When the target isn’t just an LLM but a coding or remediation agent, a few sources publish prompts specifically shaped for agent behaviour.

GitHub Copilot Coding Agent — prompt and instruction examples

Microsoft publishes sample copilot-instructions.md files in docs and example repos. Mine these for structural patterns, not for your actual instructions — your instructions should be yours.
Where. docs.github.com/en/copilot/customizing-copilot.

Cursor rules examples

The Cursor team maintains a growing gallery of example .cursor/rules/*.mdc files, and the community repo cursor.directory aggregates submissions from users.
Where. docs.cursor.com and cursor.directory.

Devin playbooks and knowledge

Cognition publishes example playbooks and knowledge entries in their docs. These are workflow-shaped, which maps neatly onto agentic remediation runbooks.
Where. docs.devin.ai.

Codex / Agents.md

The Codex ecosystem uses AGENTS.md as a standard repo-level prompt file. The agents.md site and a handful of high-quality example repos on GitHub show working patterns.
Where. agents.md and the OpenAI Codex docs.

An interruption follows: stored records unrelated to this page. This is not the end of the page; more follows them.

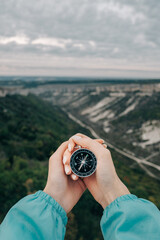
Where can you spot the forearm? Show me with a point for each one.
(37, 216)
(129, 217)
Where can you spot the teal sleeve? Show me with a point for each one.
(35, 217)
(131, 218)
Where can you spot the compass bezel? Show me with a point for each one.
(72, 160)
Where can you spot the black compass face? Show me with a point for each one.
(83, 162)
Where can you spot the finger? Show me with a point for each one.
(67, 169)
(104, 145)
(82, 184)
(74, 177)
(99, 140)
(60, 150)
(71, 145)
(66, 157)
(83, 141)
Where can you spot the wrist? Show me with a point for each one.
(118, 189)
(56, 197)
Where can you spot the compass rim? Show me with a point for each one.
(91, 171)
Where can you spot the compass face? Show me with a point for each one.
(83, 162)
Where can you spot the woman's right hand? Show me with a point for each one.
(104, 184)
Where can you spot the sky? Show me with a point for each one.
(95, 38)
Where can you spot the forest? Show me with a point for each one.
(30, 131)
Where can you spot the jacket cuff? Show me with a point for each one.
(54, 204)
(117, 201)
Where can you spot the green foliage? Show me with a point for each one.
(30, 130)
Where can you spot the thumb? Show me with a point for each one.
(85, 142)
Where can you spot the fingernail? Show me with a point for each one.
(76, 137)
(67, 169)
(64, 159)
(69, 147)
(74, 177)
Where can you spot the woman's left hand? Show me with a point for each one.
(60, 186)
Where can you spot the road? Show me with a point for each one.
(140, 162)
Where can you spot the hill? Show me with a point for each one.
(30, 130)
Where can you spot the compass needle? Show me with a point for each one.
(83, 162)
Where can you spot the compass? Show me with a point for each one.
(83, 162)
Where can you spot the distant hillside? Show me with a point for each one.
(30, 130)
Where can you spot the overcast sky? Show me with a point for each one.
(116, 38)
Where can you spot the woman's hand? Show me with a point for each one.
(60, 186)
(104, 184)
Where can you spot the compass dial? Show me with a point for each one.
(83, 162)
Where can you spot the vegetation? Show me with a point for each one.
(30, 131)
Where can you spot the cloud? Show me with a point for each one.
(112, 33)
(16, 39)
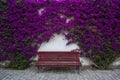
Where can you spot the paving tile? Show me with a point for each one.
(31, 74)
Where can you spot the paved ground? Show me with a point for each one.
(31, 74)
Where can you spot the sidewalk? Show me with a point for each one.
(31, 74)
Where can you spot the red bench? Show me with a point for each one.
(58, 60)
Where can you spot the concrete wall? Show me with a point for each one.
(58, 43)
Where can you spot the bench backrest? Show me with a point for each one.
(58, 56)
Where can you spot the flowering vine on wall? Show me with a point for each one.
(93, 24)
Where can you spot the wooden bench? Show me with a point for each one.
(58, 60)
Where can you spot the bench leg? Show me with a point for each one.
(38, 69)
(78, 70)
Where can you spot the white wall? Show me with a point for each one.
(58, 43)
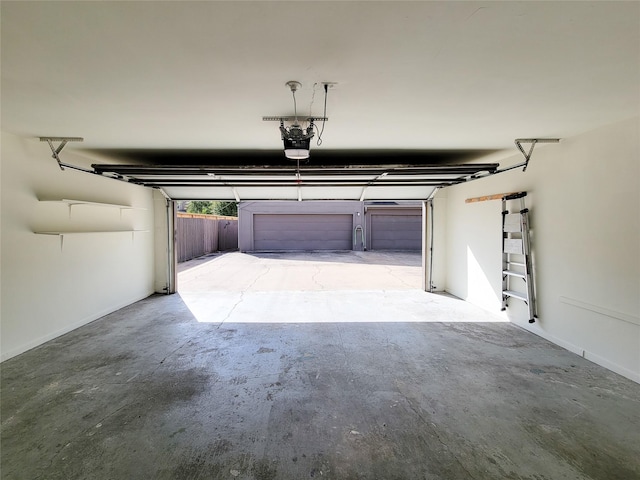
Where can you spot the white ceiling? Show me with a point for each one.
(410, 75)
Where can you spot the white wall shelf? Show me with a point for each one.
(91, 232)
(73, 202)
(61, 235)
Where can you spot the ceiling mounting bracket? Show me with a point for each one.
(56, 150)
(532, 141)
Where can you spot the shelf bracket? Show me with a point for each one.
(533, 142)
(56, 150)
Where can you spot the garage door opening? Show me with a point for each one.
(316, 287)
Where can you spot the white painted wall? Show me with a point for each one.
(49, 287)
(584, 197)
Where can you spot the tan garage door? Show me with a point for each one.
(396, 232)
(302, 232)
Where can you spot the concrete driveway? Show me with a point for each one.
(304, 271)
(318, 287)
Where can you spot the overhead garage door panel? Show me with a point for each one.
(396, 232)
(302, 232)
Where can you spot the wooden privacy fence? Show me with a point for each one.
(199, 234)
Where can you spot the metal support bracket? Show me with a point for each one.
(532, 141)
(56, 150)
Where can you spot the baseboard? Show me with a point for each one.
(50, 336)
(587, 355)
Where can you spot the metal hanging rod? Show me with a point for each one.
(292, 118)
(56, 150)
(532, 141)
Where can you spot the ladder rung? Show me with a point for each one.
(514, 273)
(517, 264)
(511, 293)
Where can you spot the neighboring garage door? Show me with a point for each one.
(396, 232)
(302, 232)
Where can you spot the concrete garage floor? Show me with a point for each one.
(271, 384)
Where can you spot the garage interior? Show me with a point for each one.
(106, 373)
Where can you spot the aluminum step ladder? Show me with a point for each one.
(517, 268)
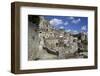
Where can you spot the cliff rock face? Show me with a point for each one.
(50, 43)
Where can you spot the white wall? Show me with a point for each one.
(5, 42)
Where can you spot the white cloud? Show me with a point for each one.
(68, 30)
(83, 28)
(75, 21)
(61, 27)
(66, 23)
(55, 22)
(71, 18)
(75, 32)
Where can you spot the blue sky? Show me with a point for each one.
(69, 23)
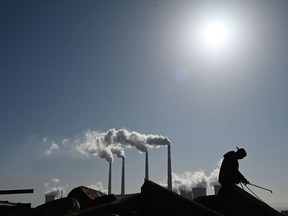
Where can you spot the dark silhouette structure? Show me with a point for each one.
(229, 176)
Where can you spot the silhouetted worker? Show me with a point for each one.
(229, 176)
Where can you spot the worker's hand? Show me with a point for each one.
(245, 181)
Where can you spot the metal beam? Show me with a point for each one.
(19, 191)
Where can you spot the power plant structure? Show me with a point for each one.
(49, 197)
(123, 177)
(187, 194)
(198, 192)
(110, 178)
(216, 189)
(146, 166)
(169, 176)
(169, 172)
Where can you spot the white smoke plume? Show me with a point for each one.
(52, 148)
(157, 140)
(189, 180)
(213, 177)
(53, 188)
(99, 187)
(94, 144)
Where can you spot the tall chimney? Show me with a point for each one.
(123, 177)
(198, 192)
(110, 178)
(146, 166)
(169, 181)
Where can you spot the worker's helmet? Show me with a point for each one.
(241, 152)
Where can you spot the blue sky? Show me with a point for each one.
(70, 66)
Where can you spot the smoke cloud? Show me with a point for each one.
(53, 188)
(52, 148)
(107, 144)
(99, 187)
(197, 179)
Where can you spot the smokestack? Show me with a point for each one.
(123, 177)
(169, 180)
(146, 166)
(187, 194)
(216, 189)
(49, 197)
(198, 192)
(110, 178)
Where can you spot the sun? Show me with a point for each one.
(216, 33)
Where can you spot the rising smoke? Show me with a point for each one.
(53, 188)
(105, 144)
(197, 179)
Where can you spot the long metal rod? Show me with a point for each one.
(20, 191)
(254, 193)
(261, 187)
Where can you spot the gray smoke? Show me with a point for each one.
(94, 144)
(53, 188)
(197, 179)
(106, 144)
(157, 140)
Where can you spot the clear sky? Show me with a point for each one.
(147, 66)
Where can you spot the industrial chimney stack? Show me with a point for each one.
(123, 177)
(169, 181)
(146, 166)
(110, 178)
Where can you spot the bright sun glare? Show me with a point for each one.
(215, 34)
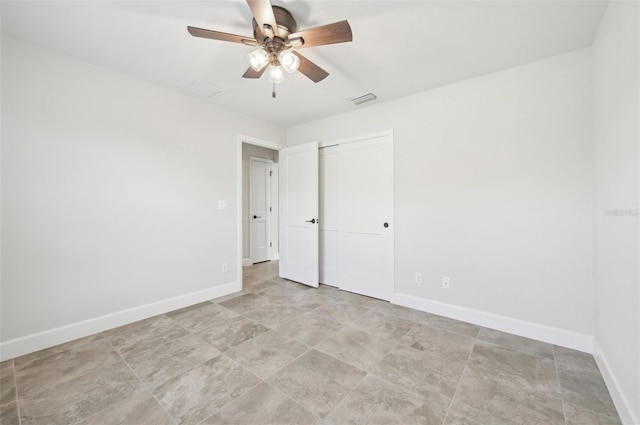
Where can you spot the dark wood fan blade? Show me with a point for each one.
(338, 32)
(250, 73)
(310, 69)
(217, 35)
(263, 12)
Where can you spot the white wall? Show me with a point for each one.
(493, 188)
(248, 151)
(109, 196)
(617, 237)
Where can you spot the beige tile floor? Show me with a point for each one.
(282, 353)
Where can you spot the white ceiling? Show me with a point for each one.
(398, 48)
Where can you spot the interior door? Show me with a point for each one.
(366, 217)
(259, 209)
(299, 213)
(329, 215)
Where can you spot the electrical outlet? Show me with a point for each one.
(446, 282)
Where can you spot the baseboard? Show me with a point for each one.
(623, 406)
(519, 327)
(38, 341)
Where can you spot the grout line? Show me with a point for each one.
(163, 408)
(466, 365)
(15, 384)
(292, 399)
(555, 367)
(125, 362)
(145, 387)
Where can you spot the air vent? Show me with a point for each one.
(369, 97)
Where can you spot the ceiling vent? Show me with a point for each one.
(369, 97)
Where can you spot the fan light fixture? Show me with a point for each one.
(258, 59)
(276, 35)
(276, 75)
(289, 61)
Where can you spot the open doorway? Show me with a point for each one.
(263, 153)
(259, 204)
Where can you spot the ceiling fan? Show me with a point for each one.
(276, 33)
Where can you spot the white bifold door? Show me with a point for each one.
(355, 230)
(299, 214)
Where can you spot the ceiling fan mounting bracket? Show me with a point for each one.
(286, 25)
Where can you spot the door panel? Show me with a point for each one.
(366, 200)
(298, 206)
(259, 205)
(329, 215)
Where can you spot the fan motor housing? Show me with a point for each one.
(286, 25)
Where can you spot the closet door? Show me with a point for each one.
(299, 214)
(330, 215)
(366, 217)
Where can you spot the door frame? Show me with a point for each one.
(251, 141)
(270, 197)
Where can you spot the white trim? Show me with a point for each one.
(375, 135)
(619, 399)
(252, 141)
(268, 196)
(557, 336)
(38, 341)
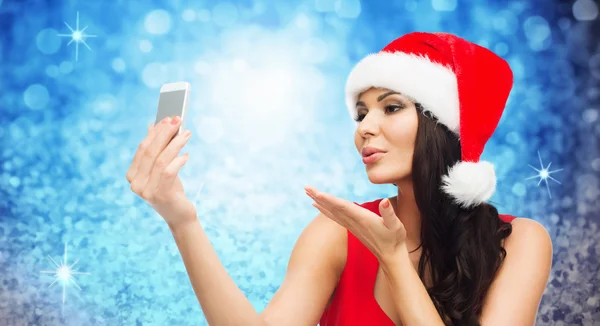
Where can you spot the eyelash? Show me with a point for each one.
(399, 107)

How to evaluate a new source

Before leaning on a prompt source you haven’t used before:

Check the last commit / last updated date. Anything in AI security that hasn’t been touched in 9+ months is probably stale.
Follow one prompt end to end. If it runs cleanly, the source is probably worth a broader look. If it’s full of placeholder text or doesn’t run, move on.
Read the license. Some academic or vendor prompt collections carry restrictive licenses. If you plan to fork into this repo’s Recipes section, the source license has to be compatible (MIT-equivalent or clearly permissive).
Attribute. When a prompt here was adapted from an external source, the entry’s frontmatter should carry a source: field pointing at the upstream.

Contributing back

If you find a reputable source that’s missing from this list — especially one with a durable maintainer and a clear license — open a PR. See Contribute for the full workflow. Entries here should carry a one-paragraph “what’s there / why it’s useful / where” block so future readers can judge fit in under thirty seconds.